Notre dame du Sacré Coeur

" Monsieur l'abbé, vous pouvez nous raconter des histoires? "

Au camp d'été, deux louvettes, élèves du catéchisme pendant l'année, se souvenaient que leur aumônier racontait de saintes histoires pour illustrer les cours du mercredi après-midi. Quand les activités leur laissaient un peu de répit et qu'elles voyaient au loin l'abbé, elles courraient vers lui et avec un grand sourire lui demandaient:

" Monsieur l'abbé vous pouvez nous raconter des histoires? "

Et monsieur l'abbé répondait:

"Vous voulez des histoires ? Venez on va s'asseoir à l'ombre. Connaissez vous celle de...?"

On s'asseyait et en quelques instants ce n'étaient pas deux mais cinq, six, dix louvettes qui accouraient pour écouter.

Bienvenue sur le blog "Histoires saintes" animé par un prêtre. Bien souvent les catéchistes cherchent à illustrer leurs leçons par des exemples et des histoires visant à captiver l'attention des enfants tout en gravant les vérités saintes dans leur esprit et dans leur cœur. Ce blog voudrait leur faciliter la  tache.
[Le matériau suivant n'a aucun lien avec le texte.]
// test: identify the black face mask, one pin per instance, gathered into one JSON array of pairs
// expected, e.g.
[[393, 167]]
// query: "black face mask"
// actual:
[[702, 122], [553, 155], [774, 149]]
Publié par Histoires saintes

Le péché: Saint Louis

HISTOIRES pour l'Explication du Catéchisme à l'usage des Diocèses de France

DEUXIÈME PARTIE

QUARANTE-QUATRIÈME LEÇON

Le péché.

QUARANTE-CINQUIEME LEÇON

Les vices ou péchés capitaux.

Saint Louis

Saint Louis ayant demandé au sire de Joinville, son ami, son confident et son historien, lequel il aimerait mieux, ou d'être lépreux, ou d'avoir commis un péché mortel :

« Par ma foi, répondit naïvement le bon sénéchal, j'aimerais bien mieux avoir fait trente péchés mortels que d'être couvert de lèpre.

— Mon pauvre Joinville! s'écria avec attendrissement saint Louis, on voit bien que tu ne sais pas ce que c'est que d'offenser Dieu ! »

Pénétré de ce sentiment jusqu'à sa dernière heure, le prince mit tous ses soins à l'établir solidement dans l'âme de ses enfants ; et, dans l'instruction qu'il laissa comme testament à Philippe le Hardi, son fils aîné, il lui recommanda surtout d'éviter le péché :

« Mon fils, lui dit-il, gardez-vous bien d'offenser Dieu, lors même que, pour éviter le péché, vous devriez souffrir tous les tourments du monde ».